Одно слово в разных местах имеет разный смысл; и наоборот — в каждой области есть свои слова, особые. У псковских: крапива — стрека́ва. У вологодских: гляди́льцо — зеркальце. У вятских: крикаться — сердиться. У архангельских: выступки — башмаки. У калужских: шавырка — ложка.
Добро бы, отличались только сами слова, а то ведь одни и те же произносятся по-разному.
В Москве говорят высокою речью, то есть любят звук аи заменяют им о, если на о нет ударения. В Москве произносят харашо, гаварить, талкавать. Окончания ого, его превращаются в ова, ева: большова, синева.
От Москвы на восток начинают окать. Возле Владимира слышится уже стокан, торокан. Там влезают в слова и лишние о: Володимир.
От Москвы на запад усиливается аканье: пабягу, пятух.
От Москвы к северу складывается говор новгородский. Он ближе к восточному, окающему, но имеет и свои особенности.

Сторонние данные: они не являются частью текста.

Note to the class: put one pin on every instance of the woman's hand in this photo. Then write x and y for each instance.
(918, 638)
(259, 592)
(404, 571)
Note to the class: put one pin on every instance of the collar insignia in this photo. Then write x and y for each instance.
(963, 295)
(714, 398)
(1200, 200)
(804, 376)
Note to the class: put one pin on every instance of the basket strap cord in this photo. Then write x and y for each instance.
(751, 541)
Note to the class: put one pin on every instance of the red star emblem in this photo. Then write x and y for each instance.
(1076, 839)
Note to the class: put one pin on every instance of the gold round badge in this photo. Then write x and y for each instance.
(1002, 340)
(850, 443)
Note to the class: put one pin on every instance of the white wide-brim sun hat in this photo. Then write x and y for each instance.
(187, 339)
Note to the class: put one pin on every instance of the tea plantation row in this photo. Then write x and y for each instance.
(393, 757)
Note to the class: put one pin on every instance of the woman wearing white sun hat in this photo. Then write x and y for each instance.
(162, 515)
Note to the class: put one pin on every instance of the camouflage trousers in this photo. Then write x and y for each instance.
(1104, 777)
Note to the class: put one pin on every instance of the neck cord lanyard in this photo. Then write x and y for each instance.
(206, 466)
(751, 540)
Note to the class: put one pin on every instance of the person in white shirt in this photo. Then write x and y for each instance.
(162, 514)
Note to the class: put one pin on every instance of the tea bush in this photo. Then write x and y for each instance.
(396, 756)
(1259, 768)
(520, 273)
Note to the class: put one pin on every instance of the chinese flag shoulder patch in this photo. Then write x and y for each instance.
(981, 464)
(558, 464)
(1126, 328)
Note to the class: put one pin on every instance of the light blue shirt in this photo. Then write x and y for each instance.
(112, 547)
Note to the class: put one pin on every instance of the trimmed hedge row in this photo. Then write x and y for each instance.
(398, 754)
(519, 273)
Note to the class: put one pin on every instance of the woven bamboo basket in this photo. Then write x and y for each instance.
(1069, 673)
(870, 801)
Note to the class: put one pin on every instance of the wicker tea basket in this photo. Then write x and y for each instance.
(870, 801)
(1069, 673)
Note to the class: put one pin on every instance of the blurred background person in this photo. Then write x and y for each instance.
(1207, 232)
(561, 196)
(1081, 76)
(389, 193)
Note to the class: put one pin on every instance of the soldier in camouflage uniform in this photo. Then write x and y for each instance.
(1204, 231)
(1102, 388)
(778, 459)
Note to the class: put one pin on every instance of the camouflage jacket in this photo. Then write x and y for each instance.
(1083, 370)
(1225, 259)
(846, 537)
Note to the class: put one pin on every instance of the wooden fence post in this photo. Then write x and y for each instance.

От Москвы на юг разливается наречие рязанское. В нем, как и в западных, — аканье. Даже взамен е — а да я: табе, яму.
Это одно только разделение — по аканью и оканью, или, как еще принято называть, по высокому и низкому говору. Это разделение самое общее, самое простое. Наблюдательный же человек различит великое множество черт и черточек в русском произношении.
В одном месте «цокают»: цай, целовек (вместо «чай», «человек»).
В другом наоборот — «чвакают»: курича, купеч (вместо «курица», «купец»).
В третьем — «дзекают»: ходзим, дзеньги (вместо «ходим», «деньги»).